La vera sorpresa però è arrivata con gli animali e le piante. 
Per la Cina le piante sono ibisco rosa e peonia e non il bambù come ero convinta. Come animali nazionali ha non soltanto il panda, ma anche il mio amatissimo drago.
Gli USA hanno naturalmente aquila e quercia.
La Russia ha l'inevitabile orso e la slanciata betulla, albero della taiga per eccellenza.
E l'Italia è simboleggiata dal lupo (o meglio dalla lupa, possibilmente in fase di allattamento) e...
Olivo e quercia, che decorano monete e francobolli?
Nossignori, il corbezzolo.
"Il corbezzolo?!?" ho chiesto indignata "Ma quando mai?".
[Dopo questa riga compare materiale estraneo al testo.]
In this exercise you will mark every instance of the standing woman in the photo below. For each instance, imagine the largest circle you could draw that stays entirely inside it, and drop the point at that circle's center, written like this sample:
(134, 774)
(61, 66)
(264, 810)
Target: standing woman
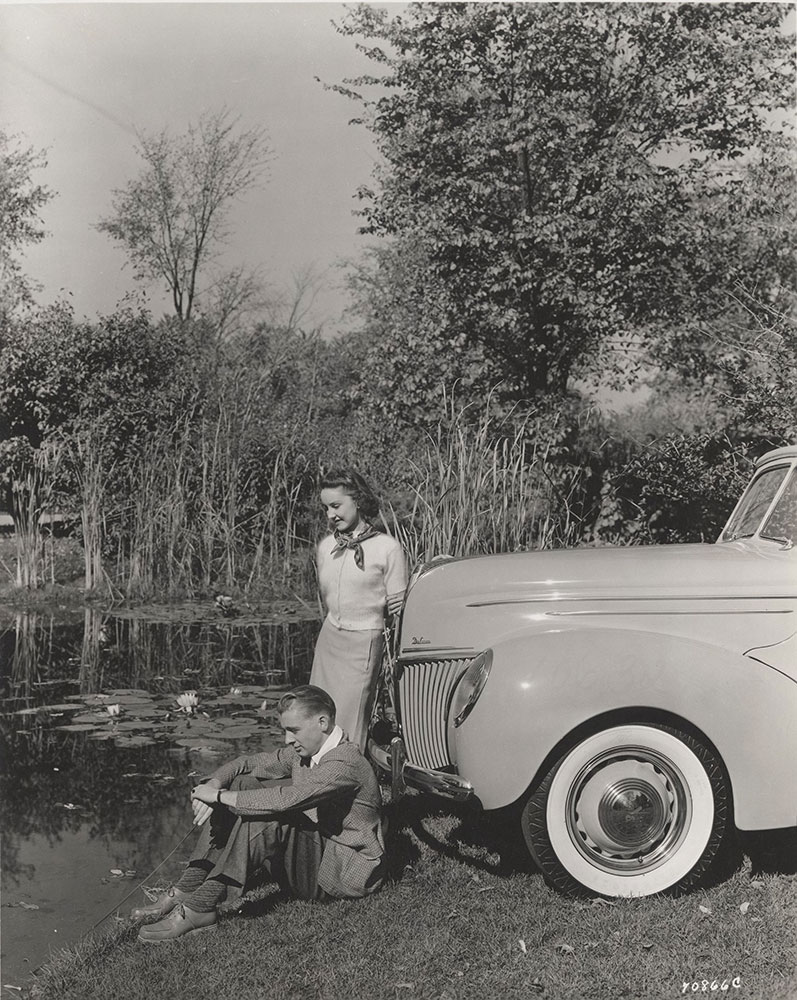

La classe insorge: proprio il corbezzolo. Andassi pure a vedere, se non ci credevo!
Sono andata infatti a guardare, digitando albero simbolo Italia, e Google mi ha scodellato la pagina sul corbezzolo, simbolo patrio; con occhi grandi come tazze da tè ho letto.
Ivi si racconta di come, nel corso del Risorgimento, il corbezzole fosse salito agli onori patriottici grazie a un passo di Virgilio dove il giovane Pallante, morto in battaglia, viene adagiato su rami di corbezzolo per riportarlo al padre. Poi Pascoli ci mise del suo, dedicando una poesia al nobile albero e vedendolo come raffigurazione della bandiera nazionale: fiori bianchi, frutti (anche) rossi, foglie verdi.
Così, dopo aver scoperto che la bandiera greca si ispira allo scudo di Achille, adesso so anche che il corbezzolo è il nostro albero-simbolo.
Davvero mirabile la fantasia dei patrioti dell'Ottocento, ma ancor più mirabile è l'enorme quantità di cose che si imparano insegnando.